The article attempts to evaluate the comparison values of the culvert displacements and stresses made in four different technologies with the permissible standard values based on laboratory tests on a natural scale. Models were made using PE plastic and corrugated steel sheets. In this case, the results of the structural tests were compared under a failure load.
An example of damage caused by an overload of buried flexible structure is shown in Fig. 1.
The topic described in the paper is very important due to the fact that in recent years, research and analysis of culverts under various types of loads are still being carried out. This is related to both culverts in situ tests1,2,3,4, as well as numerical analysis of different load cases5,6,7,8,9.
In the case of buried flexible structures, the impact of the backfill on the soil-shell interaction is less pronounced than in the case of rigid structures. This is because in these structures, once the ground is made, a natural vault is formed in the backfill, limited from the top by the road surface and from the bottom by the curvature of the structure. This phenomenon is called "vaulting", although in the natural situation it occurs as a result of creating a hole inside the stabilized natural soil and not in the embankment of the soil-covered structure under construction10. In such a situation, the dead load of the layers (soil backfill and roadway substructure) and the live loads cause much less reaction on the foundation than in a rigid (classic) vaulted structure. In the case of buried flexible structures, the interaction of the flexible structure with the soil backfill is employed. Therefore the main load-bearing structure is the soil backfill as well as the reinforcing geotextiles. In the case of rigid culverts, the backfill is only the filling without significant interaction.
Despite the extensive theoretical research that has been carried out to model soil-structure interactions leading to many mathematical relationships and empirical equations, most of them present a shortcoming in considering the actual soil-shell-interaction response. One common way to obtain real information about this interaction is to develop a physical model capable of providing various conditions11,12. Such model allows the measurement of most parameters related to the behavior of the buried flexible structure with high accuracy. At the same time, the model allows, to measuring parameters under various service loads (static, dynamic and fatigue), and also to determine the mechanism of failure of such structures under an extreme live load. It is the most accurate method of performing such analyzes13, which can certainly be supplemented with the most modern FEM analyzes, including heterogeneous models of structure material14.
The article presents the results of analyzes of four full-size laboratory cases made in different technologies.
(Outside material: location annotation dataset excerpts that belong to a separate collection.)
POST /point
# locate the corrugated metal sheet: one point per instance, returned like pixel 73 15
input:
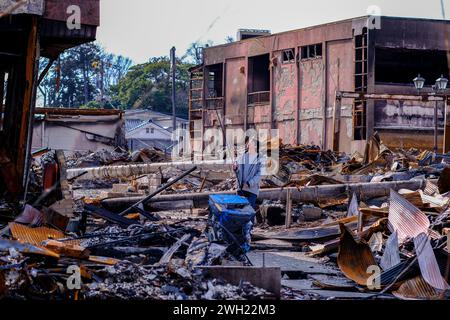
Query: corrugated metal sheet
pixel 430 188
pixel 428 263
pixel 391 256
pixel 34 235
pixel 405 218
pixel 353 207
pixel 417 289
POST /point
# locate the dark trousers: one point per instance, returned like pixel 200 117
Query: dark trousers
pixel 250 197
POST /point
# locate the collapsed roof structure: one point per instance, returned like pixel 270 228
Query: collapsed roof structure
pixel 32 29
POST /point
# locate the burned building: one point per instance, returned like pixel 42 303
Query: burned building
pixel 288 81
pixel 30 30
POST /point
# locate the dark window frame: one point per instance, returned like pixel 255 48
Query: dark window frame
pixel 313 51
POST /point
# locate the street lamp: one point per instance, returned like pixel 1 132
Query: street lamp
pixel 419 82
pixel 439 87
pixel 441 83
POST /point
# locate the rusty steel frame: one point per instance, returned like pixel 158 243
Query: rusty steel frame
pixel 402 97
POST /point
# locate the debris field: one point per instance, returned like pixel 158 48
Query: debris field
pixel 114 225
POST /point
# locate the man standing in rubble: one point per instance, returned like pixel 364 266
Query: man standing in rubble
pixel 248 173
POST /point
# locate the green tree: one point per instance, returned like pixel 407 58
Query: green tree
pixel 82 76
pixel 149 86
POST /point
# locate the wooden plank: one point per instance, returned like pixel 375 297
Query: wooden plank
pixel 288 210
pixel 265 278
pixel 65 188
pixel 291 262
pixel 165 259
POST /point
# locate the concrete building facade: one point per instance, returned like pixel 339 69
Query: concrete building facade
pixel 288 81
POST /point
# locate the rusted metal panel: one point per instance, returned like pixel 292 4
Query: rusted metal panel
pixel 428 263
pixel 406 139
pixel 22 7
pixel 33 236
pixel 412 33
pixel 57 10
pixel 285 99
pixel 311 102
pixel 405 218
pixel 236 91
pixel 262 114
pixel 407 115
pixel 285 40
pixel 340 75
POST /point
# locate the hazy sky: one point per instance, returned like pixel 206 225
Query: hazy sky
pixel 141 29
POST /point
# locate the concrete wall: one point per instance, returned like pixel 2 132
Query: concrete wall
pixel 78 133
pixel 302 98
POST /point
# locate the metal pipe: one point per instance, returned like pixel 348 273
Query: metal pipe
pixel 436 128
pixel 174 70
pixel 147 168
pixel 159 190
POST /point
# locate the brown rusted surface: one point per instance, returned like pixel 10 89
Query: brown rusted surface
pixel 405 218
pixel 103 260
pixel 303 92
pixel 428 263
pixel 285 99
pixel 33 236
pixel 354 257
pixel 67 249
pixel 26 248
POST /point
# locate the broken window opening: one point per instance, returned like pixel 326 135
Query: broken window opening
pixel 3 84
pixel 401 66
pixel 312 51
pixel 288 56
pixel 361 71
pixel 215 81
pixel 259 79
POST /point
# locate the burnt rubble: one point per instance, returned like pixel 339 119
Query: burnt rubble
pixel 328 226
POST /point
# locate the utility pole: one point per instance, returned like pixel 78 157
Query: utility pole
pixel 174 69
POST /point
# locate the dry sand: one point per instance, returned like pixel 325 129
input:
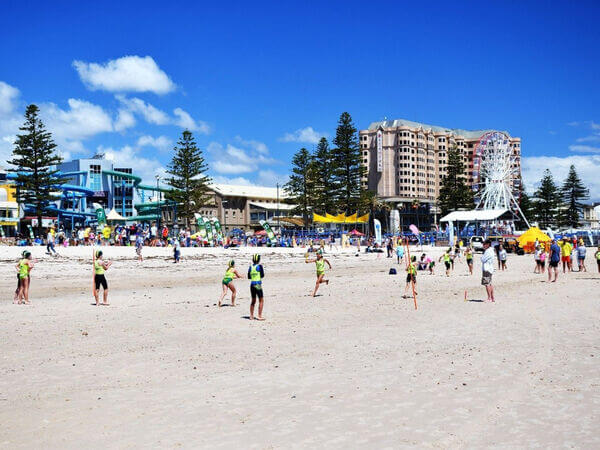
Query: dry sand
pixel 357 367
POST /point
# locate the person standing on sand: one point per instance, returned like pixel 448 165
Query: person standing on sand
pixel 447 261
pixel 320 265
pixel 487 267
pixel 100 267
pixel 399 252
pixel 24 266
pixel 256 273
pixel 469 258
pixel 554 259
pixel 581 251
pixel 230 274
pixel 411 275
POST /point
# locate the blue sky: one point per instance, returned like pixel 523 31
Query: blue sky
pixel 255 82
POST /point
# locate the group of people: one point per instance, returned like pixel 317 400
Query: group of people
pixel 570 252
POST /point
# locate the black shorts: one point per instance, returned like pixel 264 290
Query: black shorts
pixel 256 291
pixel 100 280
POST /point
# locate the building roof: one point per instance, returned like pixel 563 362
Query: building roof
pixel 474 215
pixel 469 134
pixel 273 206
pixel 232 190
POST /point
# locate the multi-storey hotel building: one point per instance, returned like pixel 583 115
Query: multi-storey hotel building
pixel 406 161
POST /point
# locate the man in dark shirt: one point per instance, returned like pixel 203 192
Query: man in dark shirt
pixel 554 260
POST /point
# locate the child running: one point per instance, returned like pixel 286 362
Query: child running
pixel 255 274
pixel 320 264
pixel 411 275
pixel 230 274
pixel 469 258
pixel 24 266
pixel 100 267
pixel 447 261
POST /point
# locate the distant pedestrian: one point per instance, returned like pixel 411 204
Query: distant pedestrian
pixel 487 268
pixel 554 259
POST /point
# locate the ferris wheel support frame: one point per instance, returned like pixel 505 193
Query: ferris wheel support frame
pixel 494 159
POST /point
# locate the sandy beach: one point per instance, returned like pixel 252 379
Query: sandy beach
pixel 356 367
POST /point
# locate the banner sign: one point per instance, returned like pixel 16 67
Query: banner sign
pixel 377 225
pixel 267 228
pixel 217 226
pixel 379 151
pixel 201 226
pixel 209 235
pixel 100 214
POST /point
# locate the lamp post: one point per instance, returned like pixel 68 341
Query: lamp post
pixel 158 204
pixel 224 202
pixel 278 222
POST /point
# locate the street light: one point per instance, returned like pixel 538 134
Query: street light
pixel 224 202
pixel 158 204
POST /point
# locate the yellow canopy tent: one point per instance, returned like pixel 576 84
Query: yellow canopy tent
pixel 363 219
pixel 321 219
pixel 351 218
pixel 527 239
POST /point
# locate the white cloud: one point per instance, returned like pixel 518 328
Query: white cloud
pixel 587 166
pixel 591 138
pixel 260 147
pixel 10 120
pixel 126 74
pixel 150 113
pixel 82 120
pixel 584 149
pixel 162 143
pixel 304 135
pixel 125 119
pixel 185 121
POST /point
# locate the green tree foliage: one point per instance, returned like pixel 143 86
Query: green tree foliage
pixel 300 187
pixel 325 183
pixel 188 177
pixel 348 168
pixel 546 202
pixel 573 193
pixel 34 159
pixel 454 192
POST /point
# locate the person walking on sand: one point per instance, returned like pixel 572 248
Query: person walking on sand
pixel 447 261
pixel 566 250
pixel 469 258
pixel 411 275
pixel 502 257
pixel 320 265
pixel 24 266
pixel 581 251
pixel 554 259
pixel 230 274
pixel 139 245
pixel 255 274
pixel 399 252
pixel 100 267
pixel 487 268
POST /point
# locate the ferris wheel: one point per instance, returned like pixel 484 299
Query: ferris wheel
pixel 495 174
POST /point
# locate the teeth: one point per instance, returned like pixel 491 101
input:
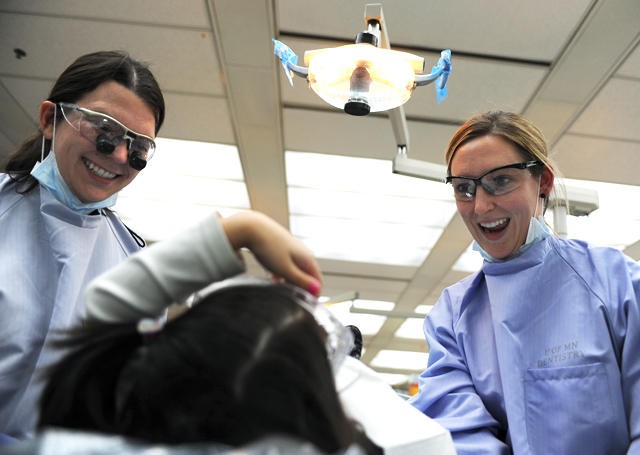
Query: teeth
pixel 99 171
pixel 493 224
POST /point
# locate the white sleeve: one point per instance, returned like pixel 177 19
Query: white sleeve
pixel 145 284
pixel 388 420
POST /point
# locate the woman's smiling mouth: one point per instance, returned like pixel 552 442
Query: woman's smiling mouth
pixel 95 169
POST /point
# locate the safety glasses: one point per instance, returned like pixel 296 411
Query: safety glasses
pixel 106 133
pixel 498 181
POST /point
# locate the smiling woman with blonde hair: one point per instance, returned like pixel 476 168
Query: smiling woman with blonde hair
pixel 535 353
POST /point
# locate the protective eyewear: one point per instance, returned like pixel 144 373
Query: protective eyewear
pixel 106 133
pixel 498 181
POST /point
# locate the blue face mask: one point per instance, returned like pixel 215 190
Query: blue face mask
pixel 48 175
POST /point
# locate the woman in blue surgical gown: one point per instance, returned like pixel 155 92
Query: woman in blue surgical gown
pixel 97 130
pixel 537 353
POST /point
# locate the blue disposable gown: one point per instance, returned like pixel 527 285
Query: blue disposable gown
pixel 48 254
pixel 539 354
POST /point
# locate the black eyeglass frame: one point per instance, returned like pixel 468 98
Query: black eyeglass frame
pixel 478 181
pixel 106 145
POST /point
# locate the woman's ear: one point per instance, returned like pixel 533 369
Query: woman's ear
pixel 47 111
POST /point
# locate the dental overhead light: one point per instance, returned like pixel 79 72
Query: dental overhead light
pixel 366 76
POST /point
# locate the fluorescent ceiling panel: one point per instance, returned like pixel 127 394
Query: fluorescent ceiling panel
pixel 183 183
pixel 356 209
pixel 400 359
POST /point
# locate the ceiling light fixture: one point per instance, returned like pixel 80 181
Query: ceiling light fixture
pixel 366 76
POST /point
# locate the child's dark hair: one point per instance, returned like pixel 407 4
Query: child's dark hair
pixel 246 362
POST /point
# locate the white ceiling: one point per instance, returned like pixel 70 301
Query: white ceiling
pixel 571 66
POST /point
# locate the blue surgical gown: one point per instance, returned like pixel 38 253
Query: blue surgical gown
pixel 539 354
pixel 48 254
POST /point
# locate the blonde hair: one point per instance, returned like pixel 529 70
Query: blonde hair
pixel 515 128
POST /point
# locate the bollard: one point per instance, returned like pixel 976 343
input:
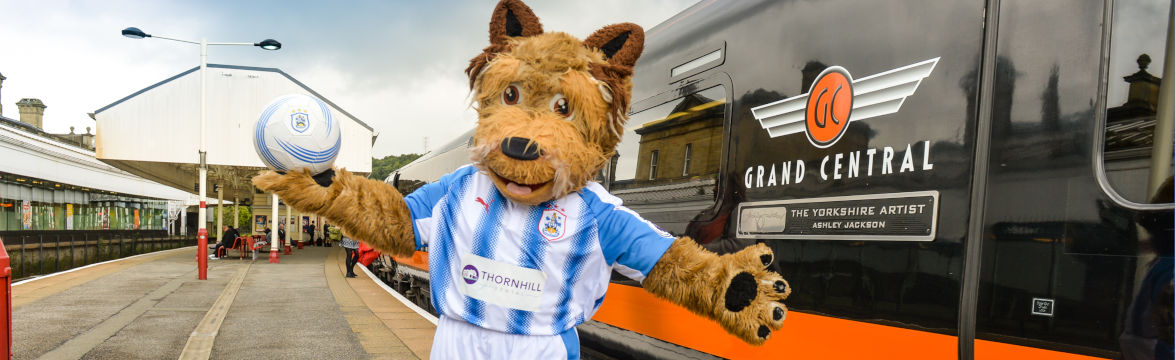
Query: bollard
pixel 6 302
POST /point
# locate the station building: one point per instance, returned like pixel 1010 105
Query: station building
pixel 54 182
pixel 168 114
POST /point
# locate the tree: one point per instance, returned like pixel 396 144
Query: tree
pixel 382 167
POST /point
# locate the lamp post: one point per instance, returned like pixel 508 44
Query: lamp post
pixel 202 233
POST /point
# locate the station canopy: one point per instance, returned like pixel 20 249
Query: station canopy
pixel 155 132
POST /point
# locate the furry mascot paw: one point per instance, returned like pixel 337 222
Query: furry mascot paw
pixel 362 207
pixel 734 290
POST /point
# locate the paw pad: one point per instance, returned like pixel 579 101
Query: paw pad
pixel 740 292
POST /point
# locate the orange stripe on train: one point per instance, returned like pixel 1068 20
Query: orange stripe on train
pixel 803 335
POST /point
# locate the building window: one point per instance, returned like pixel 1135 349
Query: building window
pixel 652 165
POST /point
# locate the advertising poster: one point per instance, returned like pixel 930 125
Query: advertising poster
pixel 26 214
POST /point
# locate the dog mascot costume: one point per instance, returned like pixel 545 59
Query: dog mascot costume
pixel 522 242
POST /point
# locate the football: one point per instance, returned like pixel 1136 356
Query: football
pixel 296 132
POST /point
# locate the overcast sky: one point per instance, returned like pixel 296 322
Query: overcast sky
pixel 396 65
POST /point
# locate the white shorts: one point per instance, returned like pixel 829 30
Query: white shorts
pixel 457 339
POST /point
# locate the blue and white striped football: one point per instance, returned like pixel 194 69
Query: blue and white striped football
pixel 296 132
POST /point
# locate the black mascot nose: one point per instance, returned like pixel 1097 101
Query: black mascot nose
pixel 521 148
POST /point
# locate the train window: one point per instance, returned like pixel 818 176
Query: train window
pixel 1137 141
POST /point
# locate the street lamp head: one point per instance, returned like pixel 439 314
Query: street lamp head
pixel 269 44
pixel 134 33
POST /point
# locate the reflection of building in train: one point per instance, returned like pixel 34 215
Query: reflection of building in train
pixel 684 144
pixel 1133 124
pixel 1130 134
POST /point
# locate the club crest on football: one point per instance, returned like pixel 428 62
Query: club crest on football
pixel 300 120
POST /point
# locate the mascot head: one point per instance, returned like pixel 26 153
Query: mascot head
pixel 550 107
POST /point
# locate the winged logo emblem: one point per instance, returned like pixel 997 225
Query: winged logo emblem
pixel 837 99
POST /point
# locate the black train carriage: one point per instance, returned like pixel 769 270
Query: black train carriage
pixel 938 179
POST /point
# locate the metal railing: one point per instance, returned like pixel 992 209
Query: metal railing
pixel 39 253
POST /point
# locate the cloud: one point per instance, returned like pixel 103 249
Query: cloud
pixel 396 65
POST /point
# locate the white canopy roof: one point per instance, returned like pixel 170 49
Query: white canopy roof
pixel 155 132
pixel 37 157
In all cases, the applied loads exceeded the assumed standard loads by 400%. The studies provide a good basis for assessing the accuracy and reliability of the commonly used finite element analysis methods15,16.
It should be noted that compared to numerical analysis, building, testing, and then the demolition of the natural scale model requires a very large financial outlays. For this reason, such studies are conducted less frequently in the world.